Legal scholars remain ambivalent about the amendment. Its precedent suggests Congress can pass an amendment with no ratification deadline, and then take its time picking off statehouses one by one—for hundreds of years if necessary—to make that amendment part of our nation's charter.

There are indeed some strange constitutional amendments that await ratification. The most analogous example is the other amendment Madison offered in 1789, which requires one member of Congress for every 50,000 citizens—an act that would give Congress 6,282 members. The Corwin Amendment—offered without deadline in 1861—would legalize slavery and prevent any future amendments from limiting the institution. There is a legend that an 1810 amendment forbidding American citizens from holding foreign titles of nobility was actually ratified in the early 19th century; its advocates argue that lawyers violate that amendment by calling themselves “esquire.” In fact, the amendment was not ratified, but poor communication between the state and federal governments led to some confusion.

Amending the constitution has so many off-ramps that the chances of those amendments being adopted is exceedingly low.

“A constitutional amendment is a statement of national political consensus that is transcendent of party division,” said Jamie Raskin, a constitutional law professor at American University and Democratic member of the Maryland Senate. “It is a statement that society as a whole is taking a permanent position on an issue that transcends the normal back and forth of party politics.

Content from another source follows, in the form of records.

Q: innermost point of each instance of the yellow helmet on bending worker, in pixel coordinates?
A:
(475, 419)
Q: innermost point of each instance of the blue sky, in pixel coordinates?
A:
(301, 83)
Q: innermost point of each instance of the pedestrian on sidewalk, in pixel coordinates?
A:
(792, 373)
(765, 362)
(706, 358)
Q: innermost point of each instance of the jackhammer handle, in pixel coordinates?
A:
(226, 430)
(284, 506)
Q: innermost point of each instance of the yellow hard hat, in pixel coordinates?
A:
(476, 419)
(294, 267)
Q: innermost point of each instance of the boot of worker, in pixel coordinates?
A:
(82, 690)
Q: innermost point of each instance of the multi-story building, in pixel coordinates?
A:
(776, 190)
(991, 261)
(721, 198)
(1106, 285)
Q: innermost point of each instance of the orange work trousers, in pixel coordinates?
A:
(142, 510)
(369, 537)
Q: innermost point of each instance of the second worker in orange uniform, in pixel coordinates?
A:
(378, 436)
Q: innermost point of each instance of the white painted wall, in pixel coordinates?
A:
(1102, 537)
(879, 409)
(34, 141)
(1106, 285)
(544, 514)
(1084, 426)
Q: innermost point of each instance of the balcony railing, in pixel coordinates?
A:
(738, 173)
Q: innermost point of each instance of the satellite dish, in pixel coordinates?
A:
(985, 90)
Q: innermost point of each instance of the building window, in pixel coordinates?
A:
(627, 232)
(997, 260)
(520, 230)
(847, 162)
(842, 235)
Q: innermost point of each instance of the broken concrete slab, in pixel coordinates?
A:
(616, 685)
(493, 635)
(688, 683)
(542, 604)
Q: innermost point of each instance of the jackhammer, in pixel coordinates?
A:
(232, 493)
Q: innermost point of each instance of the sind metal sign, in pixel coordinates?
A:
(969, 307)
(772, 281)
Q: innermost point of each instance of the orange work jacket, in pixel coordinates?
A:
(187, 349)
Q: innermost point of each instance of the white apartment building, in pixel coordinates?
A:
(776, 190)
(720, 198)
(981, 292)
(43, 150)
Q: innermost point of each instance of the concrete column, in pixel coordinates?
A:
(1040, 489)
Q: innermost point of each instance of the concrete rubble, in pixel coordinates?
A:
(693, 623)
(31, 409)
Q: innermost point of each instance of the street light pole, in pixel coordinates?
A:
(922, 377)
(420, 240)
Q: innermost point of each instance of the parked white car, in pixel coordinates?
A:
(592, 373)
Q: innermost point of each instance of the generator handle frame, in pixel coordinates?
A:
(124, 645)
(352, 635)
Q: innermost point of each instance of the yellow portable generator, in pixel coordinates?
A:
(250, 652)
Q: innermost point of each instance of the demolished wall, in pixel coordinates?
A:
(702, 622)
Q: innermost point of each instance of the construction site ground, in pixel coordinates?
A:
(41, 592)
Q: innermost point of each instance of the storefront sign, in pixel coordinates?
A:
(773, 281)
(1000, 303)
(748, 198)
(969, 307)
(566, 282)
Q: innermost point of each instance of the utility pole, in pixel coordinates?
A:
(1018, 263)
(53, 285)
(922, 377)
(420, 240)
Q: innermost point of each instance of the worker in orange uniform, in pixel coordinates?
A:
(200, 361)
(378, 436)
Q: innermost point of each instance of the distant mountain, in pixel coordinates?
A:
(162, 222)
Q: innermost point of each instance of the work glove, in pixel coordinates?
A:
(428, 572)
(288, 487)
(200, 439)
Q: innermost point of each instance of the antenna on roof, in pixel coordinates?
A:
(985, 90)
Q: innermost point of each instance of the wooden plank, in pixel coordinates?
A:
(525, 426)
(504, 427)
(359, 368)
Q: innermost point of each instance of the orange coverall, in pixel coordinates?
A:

We're just lacking that sort of transcendental political consensus.”

Indeed, the Constitutional amendments that have been offered in Congress in recent years – forbidding the desecration of the American flag, banning gay marriage, allowing prayer in schools–tend to be designed for their political edge rather than their lack of controversy, and tend to originate from the Right.

Watson says that he doesn't really mind having his amendment be the last one to be included in the Constitution, though he supports amendments that would establish “term limits and fiscal discipline.” But, he says, “because the partisan gridlock is so strong in today's politics at both the state and national levels, it may very well be a long, long time before the Constitution sees its 28th Amendment.”